Так именно это неосознанное стремление преодолеть, обойти, проскочить отвлеченные сферы и говорит мне о реальном герое больше, чем деревенские красоты! Рождественский, Соколов, Евтушенко, как мы помним, пытались вначале строить поэзию как раз на отвлеченностях. Фирсов, Цыбин, Поперечный бегут сих туманов, но эффект тот же, да и причины одни… Современный человек, включенный в гигантские общественные организмы, участвующий в разумной жизни огромной страны, втянутой в систему целого мира, не может не приобщаться к отвлеченным сферам, но по самим масштабам их он не может не делать этого умозрительно. Тут-то и подстерегают поэзию обе крайности, между тем как правда поэтического чувства зависит не от того, воспоем ли мы абстракции или, напротив, повернемся к ним спиной, а от того, свяжется ли воедино непосредственный человеческий опыт с осознанием высоких и общих сфер. А уж если не связывается, то не так важно, на каком берегу остается поэзия — на гранитной набережной или на зеленом лужочке.
Вот почему я не делаю принципиальных различий между треугольными избами и треугольными грушами. В сущности, это один и тот же треугольник, только написанный с разных сторон одного листа. Объема все равно нет. В поисках объемности эти фигуры можно рисовать рядом и даже вперемежку; поэзия простодушна; в стремлении примирить свирепую пластику с кротким возвышенным смыслом она иной раз доверчиво запирает их в одном стихотворении; такой способ редко дает здоровые плоды, а стихотворение, глядишь, разваливается.
Перед нами Олжас Сулейменов.
Возникая на сугубо национальной почве, поэзия подходит к одним и тем же общим проблемам. Олжас Сулейменов (хоть он и пишет по-русски) — поэт подчеркнуто национальной складки, он казах во всем: от метафор, навеянных степным пейзажем, до основной мысли его высоких раздумий — о том, что внесет Азия в грядущее мировое содружество. Я не могу вспомнить ни одного русского поэта, у которого был бы найденный Сулейменовым ритм — торопливая эта скачка, но, начинаясь от иных ключей, его поэзия приходит к тем же проблемам, что и ее русская сестра по эту сторону степей.

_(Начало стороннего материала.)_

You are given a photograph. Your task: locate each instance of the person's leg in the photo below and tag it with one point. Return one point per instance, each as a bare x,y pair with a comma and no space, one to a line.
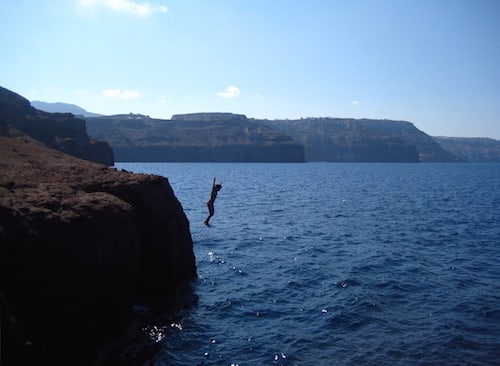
211,212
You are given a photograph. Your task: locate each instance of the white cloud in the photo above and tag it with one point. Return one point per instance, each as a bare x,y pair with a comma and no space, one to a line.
230,92
121,94
143,9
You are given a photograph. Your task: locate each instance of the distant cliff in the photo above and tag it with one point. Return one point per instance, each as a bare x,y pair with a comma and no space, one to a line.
61,131
470,149
59,107
202,137
80,245
361,140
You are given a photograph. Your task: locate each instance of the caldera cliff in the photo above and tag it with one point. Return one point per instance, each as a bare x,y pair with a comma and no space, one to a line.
197,137
61,131
80,244
362,140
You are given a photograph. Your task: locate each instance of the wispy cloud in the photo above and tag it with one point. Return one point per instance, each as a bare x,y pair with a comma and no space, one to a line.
143,9
121,94
230,92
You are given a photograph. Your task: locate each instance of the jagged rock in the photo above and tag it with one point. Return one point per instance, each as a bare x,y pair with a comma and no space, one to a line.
61,131
471,149
80,243
208,137
352,140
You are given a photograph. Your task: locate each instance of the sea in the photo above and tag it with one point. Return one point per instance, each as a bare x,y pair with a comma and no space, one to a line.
336,264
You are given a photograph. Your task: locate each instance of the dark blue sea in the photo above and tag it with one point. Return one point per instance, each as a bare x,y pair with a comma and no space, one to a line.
337,264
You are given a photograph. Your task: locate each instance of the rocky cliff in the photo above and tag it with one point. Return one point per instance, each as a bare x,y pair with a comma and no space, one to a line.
361,140
209,137
80,243
471,149
61,131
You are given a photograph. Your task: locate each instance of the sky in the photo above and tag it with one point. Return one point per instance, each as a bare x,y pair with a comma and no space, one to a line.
435,63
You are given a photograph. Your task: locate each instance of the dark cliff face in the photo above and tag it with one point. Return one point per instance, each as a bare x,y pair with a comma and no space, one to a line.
470,149
222,137
61,131
351,140
81,243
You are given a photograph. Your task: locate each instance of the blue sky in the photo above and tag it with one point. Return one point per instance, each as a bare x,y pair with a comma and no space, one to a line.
435,63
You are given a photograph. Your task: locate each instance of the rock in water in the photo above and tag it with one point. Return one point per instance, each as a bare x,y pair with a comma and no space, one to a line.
80,243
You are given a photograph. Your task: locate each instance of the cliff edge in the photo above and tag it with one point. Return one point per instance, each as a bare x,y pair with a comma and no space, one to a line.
198,137
61,131
80,243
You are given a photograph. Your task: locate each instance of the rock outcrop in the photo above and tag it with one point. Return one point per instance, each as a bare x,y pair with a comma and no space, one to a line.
199,137
80,243
61,131
471,149
363,140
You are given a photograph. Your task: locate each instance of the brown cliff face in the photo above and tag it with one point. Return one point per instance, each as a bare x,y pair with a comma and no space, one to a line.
79,244
61,131
200,137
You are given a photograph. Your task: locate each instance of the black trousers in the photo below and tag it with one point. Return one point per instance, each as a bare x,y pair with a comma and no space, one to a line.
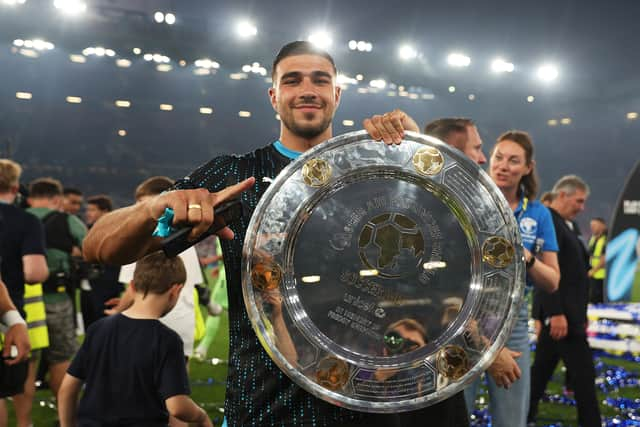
575,353
596,290
448,413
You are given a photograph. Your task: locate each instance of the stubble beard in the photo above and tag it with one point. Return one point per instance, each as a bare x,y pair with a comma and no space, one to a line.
308,131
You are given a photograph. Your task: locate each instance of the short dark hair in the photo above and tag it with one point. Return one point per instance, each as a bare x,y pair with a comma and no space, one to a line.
71,190
444,127
300,47
153,186
155,273
528,183
102,201
547,196
45,188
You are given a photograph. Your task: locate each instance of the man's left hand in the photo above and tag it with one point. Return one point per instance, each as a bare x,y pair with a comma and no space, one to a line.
390,127
505,370
19,336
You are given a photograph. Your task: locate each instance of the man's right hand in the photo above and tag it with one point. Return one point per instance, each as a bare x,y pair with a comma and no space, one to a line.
389,127
559,327
195,207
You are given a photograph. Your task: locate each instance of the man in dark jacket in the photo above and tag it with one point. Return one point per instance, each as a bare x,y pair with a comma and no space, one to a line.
564,312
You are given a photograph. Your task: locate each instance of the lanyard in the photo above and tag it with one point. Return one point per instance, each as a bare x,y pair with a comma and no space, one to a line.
525,204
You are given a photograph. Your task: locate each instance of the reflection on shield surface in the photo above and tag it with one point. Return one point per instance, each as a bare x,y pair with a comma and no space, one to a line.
398,271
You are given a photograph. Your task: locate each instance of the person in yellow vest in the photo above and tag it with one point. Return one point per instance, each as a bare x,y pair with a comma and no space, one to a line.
597,246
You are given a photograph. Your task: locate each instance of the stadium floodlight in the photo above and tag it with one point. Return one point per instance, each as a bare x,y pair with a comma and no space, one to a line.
458,60
378,83
12,2
78,59
364,46
246,29
70,7
321,39
548,73
206,63
24,95
499,65
407,52
344,79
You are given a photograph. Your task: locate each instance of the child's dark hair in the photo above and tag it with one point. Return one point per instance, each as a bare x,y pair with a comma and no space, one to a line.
156,273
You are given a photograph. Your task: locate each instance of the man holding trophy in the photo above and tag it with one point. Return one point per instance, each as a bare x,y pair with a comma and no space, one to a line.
305,95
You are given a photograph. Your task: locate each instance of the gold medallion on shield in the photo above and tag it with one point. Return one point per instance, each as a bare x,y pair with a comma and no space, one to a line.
428,160
316,172
497,252
452,362
332,373
266,276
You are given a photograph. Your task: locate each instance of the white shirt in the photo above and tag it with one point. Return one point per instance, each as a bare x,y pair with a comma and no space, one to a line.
182,317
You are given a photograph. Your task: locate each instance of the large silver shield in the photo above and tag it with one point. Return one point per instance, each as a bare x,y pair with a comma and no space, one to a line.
382,278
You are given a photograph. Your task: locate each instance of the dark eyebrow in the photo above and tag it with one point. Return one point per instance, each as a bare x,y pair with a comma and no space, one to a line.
298,74
291,74
321,74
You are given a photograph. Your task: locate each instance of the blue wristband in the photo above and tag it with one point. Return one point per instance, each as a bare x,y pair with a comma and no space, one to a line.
164,228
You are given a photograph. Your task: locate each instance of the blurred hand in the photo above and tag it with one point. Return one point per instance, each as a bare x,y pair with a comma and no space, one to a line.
19,336
538,327
390,126
215,272
559,326
505,370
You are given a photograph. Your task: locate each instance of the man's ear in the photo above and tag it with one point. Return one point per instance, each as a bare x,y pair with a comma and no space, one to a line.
338,95
176,288
272,98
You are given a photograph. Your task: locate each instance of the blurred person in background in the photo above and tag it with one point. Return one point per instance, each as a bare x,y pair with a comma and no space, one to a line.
597,260
564,313
72,201
23,268
64,234
512,168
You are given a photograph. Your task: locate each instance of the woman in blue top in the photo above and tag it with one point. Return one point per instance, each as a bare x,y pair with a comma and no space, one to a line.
513,169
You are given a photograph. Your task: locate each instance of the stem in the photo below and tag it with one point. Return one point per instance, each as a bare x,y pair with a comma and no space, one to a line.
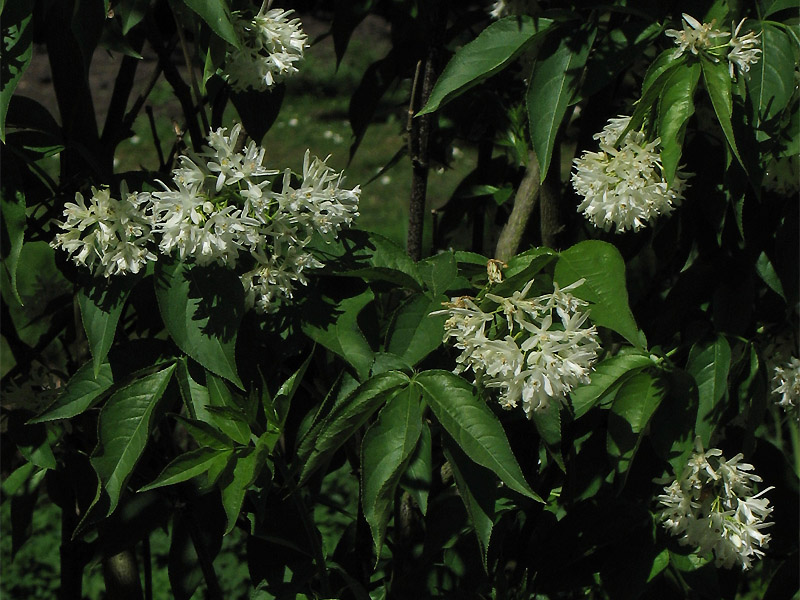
524,203
156,140
182,91
148,569
435,17
192,77
121,575
549,204
311,530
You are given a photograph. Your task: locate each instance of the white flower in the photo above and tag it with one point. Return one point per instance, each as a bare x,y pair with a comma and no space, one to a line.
550,353
109,236
623,186
744,50
786,384
695,37
272,46
711,505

У Сулейменова есть строка, как бы символизирующая его поэтическую манеру:
Сулейменов спешит. Его образы стремительно разворачиваются, и краски расплесканы наотмашь, его скачущий ритм неровен, а стих то взлетает, схваченный, как уздой, прострельной крепкой рифмой, то мечется со спущенными удилами и слабеет в речитативе, он то блестящ, то темен смыслом, и есть своя последовательность в этом импульсивном, неровном, неаккуратном монологе…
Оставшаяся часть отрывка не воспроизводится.